Education academics say better uses for money than Labor evidence institute plan

School education researchers are ambivalent about Labor’s proposal for an evidence institute for schools, with some suggesting it implies academics are not performing. This isn’t so so say Emma Rowe (Deakin U) and Trevor Gale (UniGlasgow, ex Deakin U) who cite QS rankings to claim, “Australia produces some of the best education research in the world.”

They also worry that the proposed institute could end up running party lines, warning; “the prevailing logic of teacher education policy is now clearly very ideological rather than based on the research evidence.”
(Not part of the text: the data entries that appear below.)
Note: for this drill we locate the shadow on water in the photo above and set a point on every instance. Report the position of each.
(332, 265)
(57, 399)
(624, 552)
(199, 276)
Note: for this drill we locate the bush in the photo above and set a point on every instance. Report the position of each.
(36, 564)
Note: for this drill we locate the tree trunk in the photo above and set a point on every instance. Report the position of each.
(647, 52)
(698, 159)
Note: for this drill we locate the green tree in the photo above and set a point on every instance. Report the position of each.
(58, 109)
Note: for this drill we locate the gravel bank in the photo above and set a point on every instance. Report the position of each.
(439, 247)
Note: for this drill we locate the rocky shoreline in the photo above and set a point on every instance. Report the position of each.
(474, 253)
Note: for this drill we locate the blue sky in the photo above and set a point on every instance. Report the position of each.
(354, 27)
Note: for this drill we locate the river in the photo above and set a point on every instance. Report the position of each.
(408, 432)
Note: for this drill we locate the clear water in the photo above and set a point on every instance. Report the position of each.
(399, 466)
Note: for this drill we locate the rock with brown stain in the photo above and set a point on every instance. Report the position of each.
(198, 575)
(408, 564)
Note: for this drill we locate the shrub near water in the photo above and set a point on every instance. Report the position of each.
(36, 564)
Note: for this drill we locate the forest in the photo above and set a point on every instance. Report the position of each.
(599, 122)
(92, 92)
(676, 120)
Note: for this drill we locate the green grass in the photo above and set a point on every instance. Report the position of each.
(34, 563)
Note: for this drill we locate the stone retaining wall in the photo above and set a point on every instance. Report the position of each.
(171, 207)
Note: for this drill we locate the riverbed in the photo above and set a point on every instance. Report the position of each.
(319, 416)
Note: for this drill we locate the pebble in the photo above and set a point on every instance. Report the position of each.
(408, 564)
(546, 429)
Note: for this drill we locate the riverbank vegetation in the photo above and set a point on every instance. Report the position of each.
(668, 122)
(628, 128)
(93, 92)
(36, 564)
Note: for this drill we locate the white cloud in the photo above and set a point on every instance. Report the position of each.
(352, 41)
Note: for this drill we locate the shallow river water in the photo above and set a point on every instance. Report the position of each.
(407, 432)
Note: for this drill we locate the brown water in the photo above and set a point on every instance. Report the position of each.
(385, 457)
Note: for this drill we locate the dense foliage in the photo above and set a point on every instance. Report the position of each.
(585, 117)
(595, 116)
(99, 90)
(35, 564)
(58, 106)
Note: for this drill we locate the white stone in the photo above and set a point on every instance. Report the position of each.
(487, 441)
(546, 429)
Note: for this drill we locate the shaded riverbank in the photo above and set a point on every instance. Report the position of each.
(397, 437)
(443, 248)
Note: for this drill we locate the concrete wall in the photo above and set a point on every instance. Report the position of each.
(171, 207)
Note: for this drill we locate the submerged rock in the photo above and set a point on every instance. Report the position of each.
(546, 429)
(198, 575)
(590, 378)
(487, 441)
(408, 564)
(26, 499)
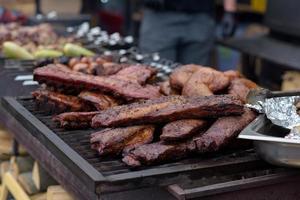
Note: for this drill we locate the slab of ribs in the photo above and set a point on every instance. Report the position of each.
(52, 75)
(169, 108)
(197, 110)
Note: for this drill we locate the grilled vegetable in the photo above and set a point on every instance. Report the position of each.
(47, 53)
(12, 50)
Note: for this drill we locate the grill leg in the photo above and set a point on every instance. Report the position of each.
(15, 148)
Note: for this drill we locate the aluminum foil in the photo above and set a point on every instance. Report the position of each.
(280, 110)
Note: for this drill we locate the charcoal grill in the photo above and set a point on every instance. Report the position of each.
(100, 176)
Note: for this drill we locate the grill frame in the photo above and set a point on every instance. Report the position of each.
(151, 176)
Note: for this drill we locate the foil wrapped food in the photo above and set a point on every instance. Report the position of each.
(282, 111)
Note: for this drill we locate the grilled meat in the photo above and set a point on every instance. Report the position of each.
(109, 68)
(158, 152)
(223, 131)
(125, 89)
(215, 80)
(232, 74)
(99, 100)
(166, 89)
(168, 108)
(114, 141)
(136, 74)
(182, 129)
(195, 88)
(181, 75)
(75, 120)
(240, 88)
(60, 102)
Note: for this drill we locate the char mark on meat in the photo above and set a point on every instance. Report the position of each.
(57, 103)
(136, 73)
(167, 109)
(182, 129)
(114, 141)
(125, 89)
(240, 87)
(99, 100)
(223, 131)
(75, 120)
(158, 152)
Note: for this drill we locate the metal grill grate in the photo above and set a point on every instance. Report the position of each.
(111, 174)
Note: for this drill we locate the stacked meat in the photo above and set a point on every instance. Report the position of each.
(32, 37)
(197, 110)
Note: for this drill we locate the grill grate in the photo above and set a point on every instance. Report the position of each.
(111, 174)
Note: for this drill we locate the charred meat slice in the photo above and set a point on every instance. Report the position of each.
(223, 131)
(109, 68)
(214, 79)
(166, 89)
(196, 88)
(99, 100)
(169, 108)
(181, 75)
(136, 73)
(232, 74)
(182, 129)
(59, 102)
(125, 89)
(240, 88)
(158, 152)
(75, 120)
(114, 141)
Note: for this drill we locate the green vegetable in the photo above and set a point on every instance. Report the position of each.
(12, 50)
(75, 50)
(47, 53)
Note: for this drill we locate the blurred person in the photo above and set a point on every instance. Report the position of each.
(183, 30)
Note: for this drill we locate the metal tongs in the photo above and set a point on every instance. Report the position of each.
(278, 106)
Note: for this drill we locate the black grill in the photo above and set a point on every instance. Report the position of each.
(111, 174)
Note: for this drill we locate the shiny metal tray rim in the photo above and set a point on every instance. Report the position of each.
(250, 133)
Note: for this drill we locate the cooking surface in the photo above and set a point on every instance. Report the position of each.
(107, 175)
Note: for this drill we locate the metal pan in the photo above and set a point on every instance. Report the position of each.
(270, 144)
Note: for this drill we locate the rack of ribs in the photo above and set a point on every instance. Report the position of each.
(136, 73)
(59, 102)
(99, 100)
(167, 109)
(223, 131)
(114, 141)
(182, 129)
(158, 152)
(120, 88)
(75, 120)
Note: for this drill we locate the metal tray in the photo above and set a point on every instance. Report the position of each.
(270, 144)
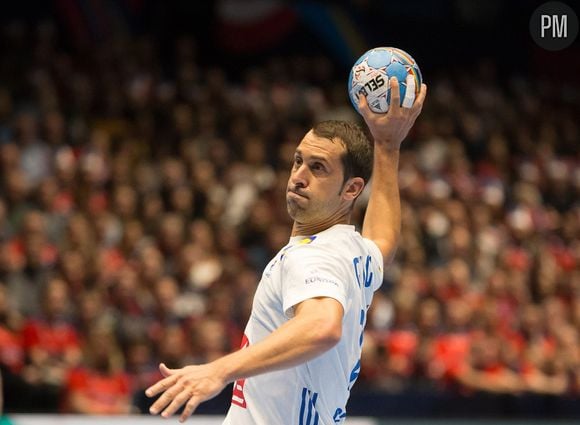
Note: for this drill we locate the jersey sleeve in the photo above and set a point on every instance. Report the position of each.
(376, 254)
(311, 272)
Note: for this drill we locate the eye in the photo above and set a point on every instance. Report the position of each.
(318, 167)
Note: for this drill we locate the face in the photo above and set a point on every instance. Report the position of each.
(316, 191)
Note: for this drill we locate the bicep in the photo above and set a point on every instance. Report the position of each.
(323, 313)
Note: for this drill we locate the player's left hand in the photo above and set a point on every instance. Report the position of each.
(187, 386)
(390, 129)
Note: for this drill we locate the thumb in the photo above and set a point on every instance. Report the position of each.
(363, 105)
(165, 371)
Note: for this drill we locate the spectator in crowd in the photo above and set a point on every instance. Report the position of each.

And they suggest that the $280m Labor’s Tanya Plibersek promises for the institute would be better spent in schools. But not all of it, they also propose spending money to help academic research reachschools and teachers,” who, they say,  “reportedly find it difficult to access peer-reviewed journal articles, due to the cost. They can also be difficult to locate and employ quite dense language. It is important to ensure that existing research is readily translatable to classroom practise for time-poor teachers.”

But perhaps not research from all education faculties . Despite QS, the Australian Research Council’s current performance rating scores Australian university research on education at 11 faculties below world standard, 19 at it, six above world standard and only two, the universities of Melbourne and Queensland, well above.